In 2012, he announced that the Tour of California would be the last professional race of his career. He struggled to reach the finishing line of the mountain stages in the gruppetto. He humorously said after his arrival on the final stage in Los Angeles: "This was a good race to pick as my last because I suffered so much this week I won't miss it." He was awarded the "Most Courageous Rider" jersey at the end of the race to commemorate his last day of professional cycling.[8] After retiring from racing, McEwen remained with Orica–GreenEDGE as a technical adviser and sprint coach.[9]
In 2017, 2018, 2019 and 2020, Robbie McEwen commentated on the Tour de France's world feed in English, alongside fellow Australian Matthew Keenan.[5][10]
In 2021 he featured on SBS Australia's coverage of a number of cycling races,[11] but his contract was not renewed for 2022.
He commentated on the Santos Festival of Cycling for the 7 Network Australia,[12] and joined GCN (Global Cycling Network) in March 2022.[13]
McEwen co-hosted the Seven Network broadcast of the 2023 & 2024 Santos Men's Tour Down Under used by Peacock in the US alongside Anna Meares and Phil Liggett.[14][15] He then went on to feature on Eurosport's coverage of the 2024 Tour de France as both a pundit on The Breakaway[16] and as a race commentator.
McEwen was known as a particularly cunning and tactical sprinter. Where many teams would use lead-out trains to secure a stage win for their selected sprinter, McEwen achieved many of his victories either with one lead-out man, or often none at all, by aggressively and intelligently positioning himself within the peloton in the final kilometres.
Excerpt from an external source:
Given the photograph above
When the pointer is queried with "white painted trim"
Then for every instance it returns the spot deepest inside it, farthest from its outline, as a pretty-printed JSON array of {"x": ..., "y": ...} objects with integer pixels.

Fellow Australian cyclist Stuart O'Grady considers McEwen to be "one of the fastest, most powerful accelerators the planet has ever seen".[citation needed]
McEwen lives in Australia with his Belgian wife, Angélique Pattyn, his son, Ewan, and his daughters, Elena and Claudia. In 2011, McEwen published an autobiography entitled 'One Way Road'. McEwen lived for many years in the Belgian town of Everbeek and is fluent in Dutch and also Spanish.
Grand Tour | 1997 | 1998 | 1999 | 2000 | 2001 | 2002 | 2003 | 2004 | 2005 | 2006 | 2007 | 2008 | 2009 | 2010 | 2011 |
---|---|---|---|---|---|---|---|---|---|---|---|---|---|---|---|
Giro d'Italia | — | — | — | DSQ | — | DNF | DNF | DNF | DNF | DNF | DNF | DNF | — | DNF | DNF |
Tour de France | 117 | 89 | 122 | 114 | — | 130 | 143 | 122 | 134 | 114 | DNF | 119 | — | 165 | — |
// Vuelta a España | — | DNF | DNF | — | 139 | — | — | — | — | DNF | — | — | — | — | — |
— | Did not compete |
---|---|
DNF | Did not finish |
DSQ | Disqualified |
In 2015, he was an inaugural Cycling Australia Hall of Fame inductee.[17] In 2019, inducted into Sport Australia Hall of Fame.[18]